In the works, Conseco Inc., whose first quarter earnings report was due Friday of last week, is said to be readying a deal, set for premarketing this week.
The deal, if launched, will likely be approximately half the size of Conseco's last $1 billion transaction.
"They're talking to people about subordinated debt," a source said. "That's very interesting. I read that as positive. Because if the news [on earnings] isn't good, they'd have to be very worried about coming to market."
The source suggested that Conseco would tap the market to keep its warehouse lines freed up, as well as maintain its market credibility.
Details beyond that were unavailable.
Of significance, the rumor that G.E. Capital is looking to buy Green Tree, the manufactured-housing and home-equity business of Conseco, evolved: sources indicate G.E. could be considering the purchase of not just Green Tree but Conseco itself.
"Why stop at Green Tree," a source said. "Let's face it, the market value of Conseco right now is about $2 billion. If you pay a 50% premium, you can own the company for $3 billion, plus assumed debt."

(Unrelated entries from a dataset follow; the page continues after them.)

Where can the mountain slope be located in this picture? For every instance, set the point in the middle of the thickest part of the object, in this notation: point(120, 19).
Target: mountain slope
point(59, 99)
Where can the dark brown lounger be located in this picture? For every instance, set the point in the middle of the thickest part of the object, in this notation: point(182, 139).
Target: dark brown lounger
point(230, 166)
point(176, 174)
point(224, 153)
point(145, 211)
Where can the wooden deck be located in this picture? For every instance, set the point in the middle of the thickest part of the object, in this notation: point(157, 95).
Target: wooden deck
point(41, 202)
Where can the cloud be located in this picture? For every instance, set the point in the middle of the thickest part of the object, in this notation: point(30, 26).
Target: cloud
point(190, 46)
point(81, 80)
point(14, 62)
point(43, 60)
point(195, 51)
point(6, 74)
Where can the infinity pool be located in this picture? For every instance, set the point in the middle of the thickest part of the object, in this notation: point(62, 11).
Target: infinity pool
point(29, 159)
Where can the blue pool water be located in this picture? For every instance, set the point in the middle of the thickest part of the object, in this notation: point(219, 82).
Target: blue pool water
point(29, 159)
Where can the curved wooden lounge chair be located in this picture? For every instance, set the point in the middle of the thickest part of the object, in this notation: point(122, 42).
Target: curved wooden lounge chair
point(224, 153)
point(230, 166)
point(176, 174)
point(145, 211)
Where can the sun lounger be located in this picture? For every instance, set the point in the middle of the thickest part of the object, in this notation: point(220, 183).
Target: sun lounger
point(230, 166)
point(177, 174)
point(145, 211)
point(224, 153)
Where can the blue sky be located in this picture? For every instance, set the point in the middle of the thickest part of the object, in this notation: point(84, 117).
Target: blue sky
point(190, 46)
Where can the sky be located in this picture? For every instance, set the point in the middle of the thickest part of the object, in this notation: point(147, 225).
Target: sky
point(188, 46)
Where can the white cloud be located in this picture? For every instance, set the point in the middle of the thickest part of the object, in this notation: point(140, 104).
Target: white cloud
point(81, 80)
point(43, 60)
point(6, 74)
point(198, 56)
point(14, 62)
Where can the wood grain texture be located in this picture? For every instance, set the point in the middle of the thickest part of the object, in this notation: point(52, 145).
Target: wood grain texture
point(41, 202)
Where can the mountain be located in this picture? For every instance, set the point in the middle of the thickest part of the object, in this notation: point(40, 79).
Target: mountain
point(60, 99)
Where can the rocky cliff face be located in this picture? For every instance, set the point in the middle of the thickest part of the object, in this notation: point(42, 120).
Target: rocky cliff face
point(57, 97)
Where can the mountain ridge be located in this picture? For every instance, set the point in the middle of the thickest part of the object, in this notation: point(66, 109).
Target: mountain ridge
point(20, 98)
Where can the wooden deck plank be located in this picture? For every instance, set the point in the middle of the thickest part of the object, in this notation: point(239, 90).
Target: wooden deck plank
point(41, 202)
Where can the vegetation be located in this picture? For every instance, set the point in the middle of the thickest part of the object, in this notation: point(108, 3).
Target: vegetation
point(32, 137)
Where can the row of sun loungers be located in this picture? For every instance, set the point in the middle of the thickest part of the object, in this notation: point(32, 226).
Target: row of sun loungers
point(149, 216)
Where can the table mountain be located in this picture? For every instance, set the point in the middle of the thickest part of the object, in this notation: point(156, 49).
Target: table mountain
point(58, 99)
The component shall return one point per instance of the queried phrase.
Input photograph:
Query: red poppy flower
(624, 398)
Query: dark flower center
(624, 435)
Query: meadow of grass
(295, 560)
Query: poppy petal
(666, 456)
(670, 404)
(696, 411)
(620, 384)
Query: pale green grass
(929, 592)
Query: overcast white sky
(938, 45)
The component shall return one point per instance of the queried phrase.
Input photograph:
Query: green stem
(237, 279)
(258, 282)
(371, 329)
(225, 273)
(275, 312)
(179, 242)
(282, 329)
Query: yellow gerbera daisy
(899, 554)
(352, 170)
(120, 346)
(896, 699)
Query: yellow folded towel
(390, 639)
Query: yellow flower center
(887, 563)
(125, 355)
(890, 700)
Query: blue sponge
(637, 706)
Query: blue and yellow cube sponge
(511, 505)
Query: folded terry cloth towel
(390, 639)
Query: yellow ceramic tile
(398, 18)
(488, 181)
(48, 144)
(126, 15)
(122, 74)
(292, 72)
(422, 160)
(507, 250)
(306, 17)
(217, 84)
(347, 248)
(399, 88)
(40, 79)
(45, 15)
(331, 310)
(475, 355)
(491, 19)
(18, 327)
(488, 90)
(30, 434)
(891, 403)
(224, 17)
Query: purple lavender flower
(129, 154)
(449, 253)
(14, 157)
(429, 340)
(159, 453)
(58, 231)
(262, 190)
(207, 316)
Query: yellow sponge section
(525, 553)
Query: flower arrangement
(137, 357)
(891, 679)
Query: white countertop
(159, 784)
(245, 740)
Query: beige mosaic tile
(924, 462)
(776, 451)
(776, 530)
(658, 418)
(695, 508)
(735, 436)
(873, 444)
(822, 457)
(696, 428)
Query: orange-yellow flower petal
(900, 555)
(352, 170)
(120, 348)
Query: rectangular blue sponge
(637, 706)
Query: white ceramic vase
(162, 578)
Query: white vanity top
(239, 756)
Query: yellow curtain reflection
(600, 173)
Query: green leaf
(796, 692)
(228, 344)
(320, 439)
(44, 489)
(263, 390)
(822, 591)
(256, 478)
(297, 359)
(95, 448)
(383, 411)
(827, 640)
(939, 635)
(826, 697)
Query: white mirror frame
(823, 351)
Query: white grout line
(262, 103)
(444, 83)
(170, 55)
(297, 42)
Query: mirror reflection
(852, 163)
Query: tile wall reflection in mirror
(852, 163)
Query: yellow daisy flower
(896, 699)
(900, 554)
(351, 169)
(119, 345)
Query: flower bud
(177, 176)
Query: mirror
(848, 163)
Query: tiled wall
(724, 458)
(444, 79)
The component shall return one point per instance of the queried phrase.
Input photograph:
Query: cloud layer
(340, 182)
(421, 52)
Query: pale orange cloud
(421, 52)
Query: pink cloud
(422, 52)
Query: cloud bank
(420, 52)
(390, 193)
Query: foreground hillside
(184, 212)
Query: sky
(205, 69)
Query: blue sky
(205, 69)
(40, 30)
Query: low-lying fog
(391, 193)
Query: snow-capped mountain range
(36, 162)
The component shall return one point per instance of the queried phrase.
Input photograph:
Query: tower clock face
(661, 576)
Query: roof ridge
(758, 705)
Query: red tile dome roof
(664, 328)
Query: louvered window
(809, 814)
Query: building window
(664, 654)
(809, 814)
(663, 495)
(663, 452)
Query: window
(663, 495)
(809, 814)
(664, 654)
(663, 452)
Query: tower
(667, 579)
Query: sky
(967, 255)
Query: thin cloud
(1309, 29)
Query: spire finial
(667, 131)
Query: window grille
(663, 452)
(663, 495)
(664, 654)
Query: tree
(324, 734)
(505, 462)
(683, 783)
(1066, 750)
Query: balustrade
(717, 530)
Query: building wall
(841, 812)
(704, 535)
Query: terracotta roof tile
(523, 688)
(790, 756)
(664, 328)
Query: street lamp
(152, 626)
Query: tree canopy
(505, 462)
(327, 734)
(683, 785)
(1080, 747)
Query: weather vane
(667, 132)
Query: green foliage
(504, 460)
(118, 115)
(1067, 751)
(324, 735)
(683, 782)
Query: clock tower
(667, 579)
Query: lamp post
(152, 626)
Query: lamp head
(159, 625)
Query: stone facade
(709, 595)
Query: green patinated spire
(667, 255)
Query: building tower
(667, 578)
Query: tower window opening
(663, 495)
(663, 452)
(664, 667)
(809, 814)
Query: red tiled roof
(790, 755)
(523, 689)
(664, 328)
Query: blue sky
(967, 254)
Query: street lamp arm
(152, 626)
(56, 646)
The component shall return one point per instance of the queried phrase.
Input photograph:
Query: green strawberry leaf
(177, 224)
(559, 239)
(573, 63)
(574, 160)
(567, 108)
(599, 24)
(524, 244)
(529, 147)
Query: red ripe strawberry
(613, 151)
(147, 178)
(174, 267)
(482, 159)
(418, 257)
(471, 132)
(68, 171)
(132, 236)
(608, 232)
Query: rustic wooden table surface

Apart from Conseco, the asset-backed market showed moderate activity last week, though longer-term pieces of bonds still met with investor resistance and traded wide, said market sources.
Specifically, the longer-term classes of Onyx Acceptance Corp.'s $450 million deal were pushed out 4 basis points, according to published reports.
"It kind of reflects the whole thing that's going in the market right now, after you pass two years, it gets a little squishy," a trader said.
From the credit-card sector, American Express priced a $905 million floater. The deal, which managed by Salomon Smith Barney, was structured in two parts. A 5.0-year, $825 million A-class, rated triple-A, priced at 16 basis points over the one-month Libor, while a 5.0-year, $80 million, B-class, rated single-A, priced at 35 points over the one-month Libor.
"The fact that the B-piece of the Amex deal got done at 35, which is only 19 points behind the senior piece, that's a little aggressive," a trader said. "It shows there's a lot of support for the subordinate pieces. A little market value."
"One thing going on that's interesting, is that floating is 10 cheap to six, on a swap basis," said one market watcher. "Despite that, they continue to shoot."
The liabilities are floating, and, assuming the assets are floating, the issuers think, under the current market conditions, its worth pricing 10 points wider and issuing floating-rate paper, the source said.
At press time, DVI Equipment Receivables was said to be prepping a deal.